Sure, but the current obsession with turning it into a complete application development platform that implements 9/10ths of an operating system may turn out to be transitory.

Personally I'd much rather have something that's secure and stable and lightweight that does a few things well than a CPU-burning Javascript goliath, riddled with security holes and providing a least-common-denominator experience on every platform. Sites like HN show that the web doesn't have to be glitzy to be useful.


They're only turning into operating systems because the operating system vendors, all of them, have gotten "deployment" completely and utterly wrong, and the web has got it halfway right. It's not that the web is massively good at deployment, it's just that everyone else is so bad at it that the web wins despite being worse as an app dev platform in almost every other aspect.

This is what the web does right that OS's get wrong: cross-platform development without any vendor lock-in (not even dev tools lock-in), no installation required before using an app, no permission grants required before using an app, implicitly up-to-date without restarting the app (every click has the potential to load an updated feature), highly granular downloading of features on-demand (downloading the behavior behind every click as you are working, which is crazy when you think about it), and secure and reliable distributed computing. The only thing it gets wrong is offline support (HTML5 appcache doesn't cut it).

So, right now as a developer you can build your apps on a platform that gets deployment right (the web), or one that gets app development right (native). Someone will build a technology that combines those benefits, and people will use that instead of HTML/CSS/JS to build applications. I'm looking forward to that.


I would have cited Craigslist rather than HN for the mass appeal factor, but even there I don't agree.

Glitz sells.

If web standards don't evolve and support increasingly advanced design and interactivity then we're pushing people straight into the arms of the App Store and its ilk.

That's not to say there isn't a line between advanced functionality and bloat. Ideally dead simple like HN should utilize minimal overhead.


The thing that bothers me about web development is that in order to get all that glitz and glam, you end up writing an application that practically mirrors a native application. At that stage, what have you really gained? A relatively slow and limited VM, often lesser development tools, but a really great distribution model.

I am constantly impressed by the boundaries people are pushing with the browser. Just the other day I read about someone releasing a cell phone tethering application that runs in the browser. That is amazing, but also ridiculous, in my mind, that it is useful beyond anything more than an academic exercise.

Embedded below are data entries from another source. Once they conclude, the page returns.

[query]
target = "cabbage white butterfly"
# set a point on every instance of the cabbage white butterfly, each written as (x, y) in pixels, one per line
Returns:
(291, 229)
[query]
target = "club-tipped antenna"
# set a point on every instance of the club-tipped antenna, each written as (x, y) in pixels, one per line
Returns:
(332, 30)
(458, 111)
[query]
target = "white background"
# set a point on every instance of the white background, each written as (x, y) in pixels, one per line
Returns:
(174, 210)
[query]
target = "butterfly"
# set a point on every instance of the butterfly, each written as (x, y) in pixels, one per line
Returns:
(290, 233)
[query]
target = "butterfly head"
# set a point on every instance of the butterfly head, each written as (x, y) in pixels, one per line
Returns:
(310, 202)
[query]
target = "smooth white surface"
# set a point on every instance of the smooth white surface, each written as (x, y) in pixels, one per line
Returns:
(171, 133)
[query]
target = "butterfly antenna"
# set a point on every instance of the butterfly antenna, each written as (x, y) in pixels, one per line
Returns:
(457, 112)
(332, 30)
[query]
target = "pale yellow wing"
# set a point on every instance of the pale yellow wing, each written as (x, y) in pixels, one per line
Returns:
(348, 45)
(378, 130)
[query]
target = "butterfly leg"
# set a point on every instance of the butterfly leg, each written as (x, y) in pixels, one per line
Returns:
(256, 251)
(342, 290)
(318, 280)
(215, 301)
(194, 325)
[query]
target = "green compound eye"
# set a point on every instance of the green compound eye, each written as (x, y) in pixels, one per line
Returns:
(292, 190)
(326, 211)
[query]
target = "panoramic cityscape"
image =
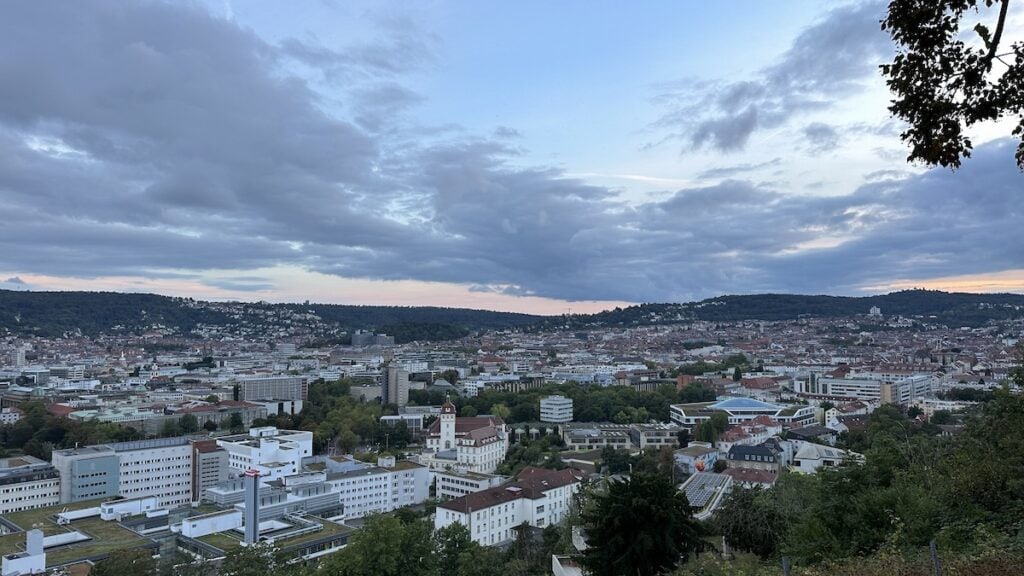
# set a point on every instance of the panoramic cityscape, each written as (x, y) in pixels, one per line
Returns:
(483, 289)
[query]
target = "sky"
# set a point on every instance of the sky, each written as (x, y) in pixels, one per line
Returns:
(540, 157)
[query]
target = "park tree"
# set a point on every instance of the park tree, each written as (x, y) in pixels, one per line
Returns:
(942, 84)
(751, 522)
(130, 562)
(640, 527)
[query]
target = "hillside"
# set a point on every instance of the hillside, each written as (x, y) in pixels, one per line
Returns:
(953, 309)
(55, 314)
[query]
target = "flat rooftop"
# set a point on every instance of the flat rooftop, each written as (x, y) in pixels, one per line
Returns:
(105, 537)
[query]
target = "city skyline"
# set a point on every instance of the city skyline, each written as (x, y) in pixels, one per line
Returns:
(530, 158)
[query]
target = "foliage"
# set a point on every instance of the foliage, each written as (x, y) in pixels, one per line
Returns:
(751, 521)
(386, 546)
(642, 526)
(943, 85)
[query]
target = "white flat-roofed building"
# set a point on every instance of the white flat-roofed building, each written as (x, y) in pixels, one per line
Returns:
(556, 409)
(740, 410)
(539, 497)
(27, 483)
(381, 489)
(272, 387)
(160, 467)
(275, 453)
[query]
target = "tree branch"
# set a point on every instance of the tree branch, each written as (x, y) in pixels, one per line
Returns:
(1004, 7)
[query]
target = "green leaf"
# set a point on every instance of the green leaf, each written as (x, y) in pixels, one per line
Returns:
(986, 37)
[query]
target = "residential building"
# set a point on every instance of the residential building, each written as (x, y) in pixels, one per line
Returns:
(27, 483)
(539, 497)
(210, 466)
(467, 444)
(596, 436)
(160, 467)
(395, 386)
(86, 472)
(272, 387)
(454, 484)
(811, 456)
(742, 409)
(556, 409)
(654, 436)
(697, 457)
(759, 457)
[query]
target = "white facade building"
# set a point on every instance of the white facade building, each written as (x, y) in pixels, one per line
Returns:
(453, 484)
(28, 483)
(468, 444)
(539, 497)
(275, 453)
(556, 409)
(159, 467)
(381, 489)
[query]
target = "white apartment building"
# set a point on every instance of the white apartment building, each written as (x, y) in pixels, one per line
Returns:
(467, 444)
(902, 391)
(275, 453)
(28, 483)
(272, 387)
(556, 409)
(381, 489)
(9, 415)
(451, 484)
(160, 467)
(539, 497)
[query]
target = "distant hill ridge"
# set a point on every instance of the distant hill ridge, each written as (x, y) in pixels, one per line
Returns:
(54, 314)
(953, 309)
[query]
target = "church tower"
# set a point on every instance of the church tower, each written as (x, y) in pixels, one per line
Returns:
(448, 425)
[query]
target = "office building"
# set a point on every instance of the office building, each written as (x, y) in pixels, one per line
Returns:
(27, 483)
(539, 497)
(556, 409)
(275, 453)
(395, 386)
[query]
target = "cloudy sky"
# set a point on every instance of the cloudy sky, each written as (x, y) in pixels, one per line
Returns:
(529, 156)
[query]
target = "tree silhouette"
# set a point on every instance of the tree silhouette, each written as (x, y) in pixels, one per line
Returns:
(641, 527)
(943, 85)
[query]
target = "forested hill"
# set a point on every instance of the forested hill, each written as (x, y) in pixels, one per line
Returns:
(55, 314)
(953, 309)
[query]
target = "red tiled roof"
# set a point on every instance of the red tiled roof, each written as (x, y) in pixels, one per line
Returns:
(531, 483)
(465, 424)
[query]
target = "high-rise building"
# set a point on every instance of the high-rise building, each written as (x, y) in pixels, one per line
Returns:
(556, 409)
(251, 519)
(395, 386)
(28, 483)
(272, 387)
(160, 467)
(210, 466)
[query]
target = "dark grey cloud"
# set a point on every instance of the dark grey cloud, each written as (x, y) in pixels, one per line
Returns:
(157, 140)
(827, 60)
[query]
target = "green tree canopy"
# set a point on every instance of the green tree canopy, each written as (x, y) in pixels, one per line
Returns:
(641, 527)
(943, 85)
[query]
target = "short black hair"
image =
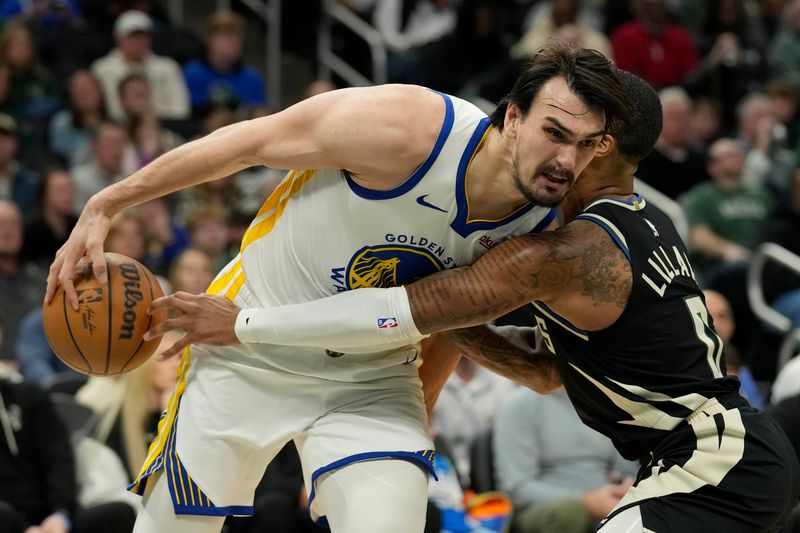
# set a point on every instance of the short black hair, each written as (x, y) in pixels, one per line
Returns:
(637, 136)
(588, 74)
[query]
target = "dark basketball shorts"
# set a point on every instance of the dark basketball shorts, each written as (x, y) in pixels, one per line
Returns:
(728, 468)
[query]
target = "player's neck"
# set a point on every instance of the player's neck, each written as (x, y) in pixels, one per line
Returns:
(490, 186)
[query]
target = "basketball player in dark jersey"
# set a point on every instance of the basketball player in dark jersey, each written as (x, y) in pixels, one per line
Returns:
(623, 325)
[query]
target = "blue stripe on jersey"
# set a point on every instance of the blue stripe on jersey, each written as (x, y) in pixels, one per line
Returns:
(423, 457)
(560, 320)
(187, 498)
(447, 126)
(461, 224)
(551, 215)
(611, 231)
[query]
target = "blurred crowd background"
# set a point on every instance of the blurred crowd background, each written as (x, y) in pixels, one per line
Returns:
(92, 90)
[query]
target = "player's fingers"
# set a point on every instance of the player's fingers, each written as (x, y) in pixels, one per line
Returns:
(65, 280)
(99, 265)
(163, 327)
(52, 280)
(175, 349)
(185, 296)
(168, 302)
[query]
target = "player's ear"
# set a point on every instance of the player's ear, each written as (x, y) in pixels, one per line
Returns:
(512, 120)
(606, 145)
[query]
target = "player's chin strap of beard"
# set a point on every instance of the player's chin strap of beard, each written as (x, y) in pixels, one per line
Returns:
(350, 321)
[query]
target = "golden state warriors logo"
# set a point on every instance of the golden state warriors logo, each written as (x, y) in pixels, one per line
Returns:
(390, 266)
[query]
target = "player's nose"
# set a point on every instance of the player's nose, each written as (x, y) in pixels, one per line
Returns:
(567, 157)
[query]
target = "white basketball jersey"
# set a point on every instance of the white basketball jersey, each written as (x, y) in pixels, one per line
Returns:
(320, 233)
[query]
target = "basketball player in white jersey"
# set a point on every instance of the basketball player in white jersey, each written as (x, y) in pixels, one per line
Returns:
(393, 183)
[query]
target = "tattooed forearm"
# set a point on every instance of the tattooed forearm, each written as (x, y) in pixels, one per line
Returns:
(606, 275)
(574, 267)
(507, 277)
(533, 369)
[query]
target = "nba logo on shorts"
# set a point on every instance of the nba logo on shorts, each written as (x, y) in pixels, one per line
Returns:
(385, 323)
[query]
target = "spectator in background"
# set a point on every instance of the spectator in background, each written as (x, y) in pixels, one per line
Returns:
(784, 96)
(168, 238)
(769, 13)
(551, 16)
(42, 13)
(21, 284)
(208, 231)
(653, 47)
(784, 50)
(129, 406)
(53, 219)
(71, 129)
(222, 79)
(37, 361)
(477, 45)
(134, 96)
(704, 124)
(466, 408)
(726, 216)
(148, 140)
(673, 167)
(32, 89)
(763, 138)
(38, 488)
(104, 166)
(781, 285)
(191, 272)
(561, 475)
(17, 182)
(725, 324)
(731, 43)
(406, 26)
(132, 31)
(128, 235)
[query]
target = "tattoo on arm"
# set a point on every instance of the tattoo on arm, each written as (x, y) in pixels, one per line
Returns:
(534, 369)
(578, 259)
(606, 275)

The web browser should be another network application, not the platform for network applications. I feel we could do so much better.


We've been hearing this lament from GUI developers for a long time. App development on the web is an abuse of HTML and HTTP and that it's a huge step backwards even from decades-old GUI toolkits.

The problem with that line of thinking is that GUI toolkits will never be cross-platform and cross-medium in the way the web is. It's not like there haven't been attempts, but they are all half-baked because there is no incentive for platforms to support them. The web on the other hand is must-have for every device. This momentum is what gives web app technology real legs.

It's really a textbook example of how worse-is-better can be disruptive, and how what we end up with has no correlation to what any one individual thinks is best. It doesn't really how much better an idea someone can come up with, the question is what can the industry be mobilized to get behind.


What you can gain is a central point of deployment, delivery and updates reachable by all platforms.


The video needs a mirror. Have they not heard of vimeo?